Это – то, с чего начиналась советская политическая полиция в те времена, когда формировалось лицо конторы. Люди, работавшие в ней тогда, – они ведь никуда не делись. Те, кому работа была не по нраву, уходили, а те, кому она нравилась, продолжали работать в «органах», постепенно росли по службе. Естественно, их качества оставались при них, поскольку искоренением всех этих милых привычек никто толком не занимался. Если мы посмотрим послужной список чекистской «верхушки» к 1937 году, там полно выдвиженцев Гражданской войны – необразованных, жестоких, не знающих и не желающих знать никаких законов и не признающих над собой никакого контроля. И с этим «лицом» органы вступили в «тридцать седьмой год».
Нравы «новых меченосцев»
Все, чего я хотел, – это согласия с моими желаниями после конструктивной дискуссии.
Уинстон Черчилль
Чтобы изменилось «лицо» советской политической полиции, потребовались две тотальные «зачистки» – 1937–1939-го и 1953–1956 годов, естественная смена поколений, а потом еще десятилетия упорного труда, колоссальный многолетний пиар, повышающий престиж организации, так что в нее стали стремиться попасть лучшие из лучших.

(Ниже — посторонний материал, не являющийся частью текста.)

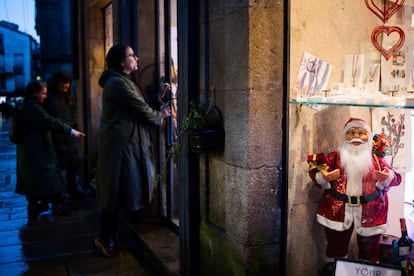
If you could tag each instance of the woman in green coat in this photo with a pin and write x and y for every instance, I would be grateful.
(124, 170)
(37, 168)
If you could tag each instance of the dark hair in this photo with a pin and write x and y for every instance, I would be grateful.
(115, 56)
(34, 88)
(57, 78)
(61, 76)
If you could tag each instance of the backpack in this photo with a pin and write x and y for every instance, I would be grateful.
(16, 131)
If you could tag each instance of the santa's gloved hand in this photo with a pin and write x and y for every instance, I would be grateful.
(330, 176)
(381, 175)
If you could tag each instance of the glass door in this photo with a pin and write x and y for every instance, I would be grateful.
(168, 71)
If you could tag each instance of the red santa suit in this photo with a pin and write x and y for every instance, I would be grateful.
(364, 209)
(370, 216)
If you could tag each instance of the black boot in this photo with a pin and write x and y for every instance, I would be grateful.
(35, 208)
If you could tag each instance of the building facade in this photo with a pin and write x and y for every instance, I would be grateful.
(229, 204)
(19, 59)
(54, 27)
(250, 208)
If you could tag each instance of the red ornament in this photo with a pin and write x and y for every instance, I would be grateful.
(387, 30)
(384, 13)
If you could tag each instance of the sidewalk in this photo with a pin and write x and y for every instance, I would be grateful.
(52, 245)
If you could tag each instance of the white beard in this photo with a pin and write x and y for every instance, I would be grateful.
(356, 162)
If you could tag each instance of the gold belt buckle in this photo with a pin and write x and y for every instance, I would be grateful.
(358, 203)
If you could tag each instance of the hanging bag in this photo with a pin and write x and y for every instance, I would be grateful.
(16, 131)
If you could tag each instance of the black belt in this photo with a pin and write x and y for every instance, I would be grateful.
(355, 200)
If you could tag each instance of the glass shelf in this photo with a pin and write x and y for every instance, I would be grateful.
(385, 103)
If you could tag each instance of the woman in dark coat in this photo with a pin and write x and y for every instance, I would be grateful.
(124, 170)
(38, 173)
(59, 104)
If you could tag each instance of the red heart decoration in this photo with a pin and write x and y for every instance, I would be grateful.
(387, 30)
(386, 12)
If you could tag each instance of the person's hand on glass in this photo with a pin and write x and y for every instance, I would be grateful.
(164, 89)
(166, 110)
(77, 133)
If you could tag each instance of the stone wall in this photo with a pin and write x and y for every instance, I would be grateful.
(240, 229)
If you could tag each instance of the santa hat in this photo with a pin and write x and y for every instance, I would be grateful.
(356, 122)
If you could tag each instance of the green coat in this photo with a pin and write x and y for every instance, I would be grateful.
(37, 167)
(125, 172)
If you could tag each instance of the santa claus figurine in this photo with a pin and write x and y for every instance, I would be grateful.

Всего этого в начале 30-х не было. Репутация у чекистов была, мягко говоря, не самая хорошая, попасть туда стремились отнюдь не лучшие из лучших, а полуграмотные «борцы» с «незаконченным низшим» образованием (впрочем, если и с законченным, то от этого не легче). Кадровый голод в СССР был чудовищным. Людей не то что с высшим, а даже со средним образованием буквально рвали на части. И на долю ВЧК, а потом ОГПУ их доставалось уже совсем немного: работа непрестижная, да и люди требуются «лучшие, то есть пролетарии».